主人公はさえない中年男の警察犯罪捜査官エーレンデュルとその同僚、エリンボルク、シクデュル=オーリーが第1作『湿地』と同様に登場する。事件捜査と並行して、エーレンデュルの娘で麻薬に溺れ、妊娠しているが自堕落な生活をおくっている、エヴァ=リンドが絡んでくる。
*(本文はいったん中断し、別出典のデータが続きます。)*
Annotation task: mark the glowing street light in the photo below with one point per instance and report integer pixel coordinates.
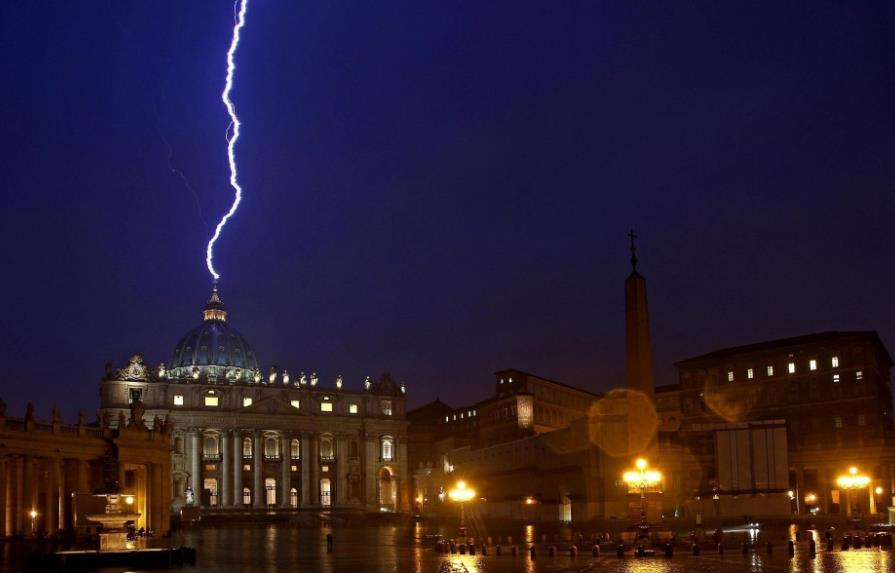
(641, 479)
(852, 481)
(461, 494)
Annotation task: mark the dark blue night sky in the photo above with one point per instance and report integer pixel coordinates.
(440, 190)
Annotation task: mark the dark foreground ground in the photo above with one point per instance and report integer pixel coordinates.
(384, 547)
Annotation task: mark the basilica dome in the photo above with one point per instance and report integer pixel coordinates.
(214, 350)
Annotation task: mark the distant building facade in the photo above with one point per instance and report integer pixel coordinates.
(46, 465)
(244, 441)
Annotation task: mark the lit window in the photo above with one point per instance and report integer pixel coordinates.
(387, 447)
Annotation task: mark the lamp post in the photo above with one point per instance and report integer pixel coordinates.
(642, 478)
(461, 494)
(851, 482)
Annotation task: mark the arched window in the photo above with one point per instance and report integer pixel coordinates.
(270, 487)
(210, 446)
(271, 448)
(326, 448)
(387, 448)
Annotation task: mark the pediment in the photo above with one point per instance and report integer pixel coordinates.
(270, 405)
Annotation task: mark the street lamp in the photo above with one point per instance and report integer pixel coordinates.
(852, 481)
(642, 478)
(461, 494)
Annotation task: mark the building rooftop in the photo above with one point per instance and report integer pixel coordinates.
(792, 342)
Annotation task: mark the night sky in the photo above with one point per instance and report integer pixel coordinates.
(440, 190)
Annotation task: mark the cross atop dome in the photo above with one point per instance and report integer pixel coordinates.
(214, 309)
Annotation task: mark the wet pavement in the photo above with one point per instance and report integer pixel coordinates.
(400, 548)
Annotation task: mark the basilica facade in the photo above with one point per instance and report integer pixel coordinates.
(246, 440)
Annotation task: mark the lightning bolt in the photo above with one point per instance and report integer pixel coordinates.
(232, 133)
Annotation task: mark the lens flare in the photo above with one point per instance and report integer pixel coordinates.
(232, 133)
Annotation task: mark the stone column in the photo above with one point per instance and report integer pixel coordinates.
(29, 492)
(341, 485)
(195, 455)
(286, 469)
(227, 462)
(313, 461)
(236, 448)
(258, 457)
(305, 467)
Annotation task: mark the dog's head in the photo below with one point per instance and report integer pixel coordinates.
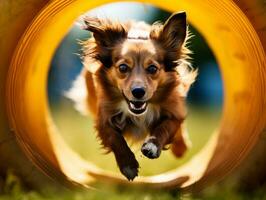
(139, 60)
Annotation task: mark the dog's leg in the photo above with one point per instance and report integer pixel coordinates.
(160, 135)
(113, 141)
(181, 142)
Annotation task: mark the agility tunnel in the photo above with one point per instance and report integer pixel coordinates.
(29, 140)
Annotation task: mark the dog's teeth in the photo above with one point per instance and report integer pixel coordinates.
(132, 105)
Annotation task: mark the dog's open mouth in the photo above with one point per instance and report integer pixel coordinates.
(137, 107)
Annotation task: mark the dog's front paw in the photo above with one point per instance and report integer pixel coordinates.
(130, 172)
(151, 150)
(128, 166)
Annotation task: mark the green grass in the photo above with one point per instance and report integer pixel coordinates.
(13, 190)
(78, 132)
(80, 135)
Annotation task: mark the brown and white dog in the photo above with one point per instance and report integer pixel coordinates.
(135, 80)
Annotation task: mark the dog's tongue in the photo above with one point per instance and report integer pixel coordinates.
(138, 104)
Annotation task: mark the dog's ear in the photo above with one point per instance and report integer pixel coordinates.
(107, 35)
(171, 36)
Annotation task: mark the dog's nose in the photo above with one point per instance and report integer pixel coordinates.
(138, 92)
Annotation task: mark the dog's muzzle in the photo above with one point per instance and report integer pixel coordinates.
(137, 107)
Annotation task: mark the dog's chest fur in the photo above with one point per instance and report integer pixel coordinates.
(135, 126)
この程度の人口規模の国なのだが、科学的捜査をする機関、スタッフ、機器が揃っていることも驚異だし、小さな国にもそれ特有の歴史があること、さらに、孤立した国だけど、国際的な人の動きがあったことなどが描かれている。
結構重いテーマだし、何とも救いや出口が見出せない状況は、北国の暗鬱な気候風土を連想させ、読んでいて、滅入るが、それでもストーリーの面白さに引き込まれて読んでしまった。
『声』は、小さいときのボーイソプラノの美声で将来を嘱望されていた天才少年がふとしたきっかけで挫折した事件を背景に、その少年が成長して、レイキャビック第二のホテルのドアマンをして、便利屋的な役割で、クリスマスのサンタクロースの扮装をしていた状態で、ホテルの地下室で殺されている現場から事件が始まる。
被害者の人間関係、ホテルの内情などが捜査の中で少しずつ浮かび上がっていくが、おなじみのエーレンデュルとその仲間がいろいろ、右往左往しながら、少しずつ事件解明にあたっていく。
小さな国にもいろいろな物語、事件の種があることが、やや重苦しい文体で描かれていく。途中でエーレンデュルのトラウマとなった、小さいときの雪山での遭難と弟を救えなかった痛みが彼の心の傷となっていて、それが今でも尾を引いていることが徐々に明らかにされていく。今回もなんだか、悲しい結末なのだがストーリーとしては面白かった。
北欧ミステリーはこちらの偏見かも知れませんが、厳しい気候条件等から、どことなくメランコリックな雰囲気を感じ、気分が落ち込んでいるときにこの手の小説を読むのは結構つらいものがありますがそれでも惹きつけられます。小さな国であっても複雑な人間関係、歴史、文化が存在し、それが時間、空間を超えてつながっている様子を知ることが出来るのは興味深いです。世界各国の小説を日本語で読める、翻訳大国日本のありがたさをしみじみ感じます。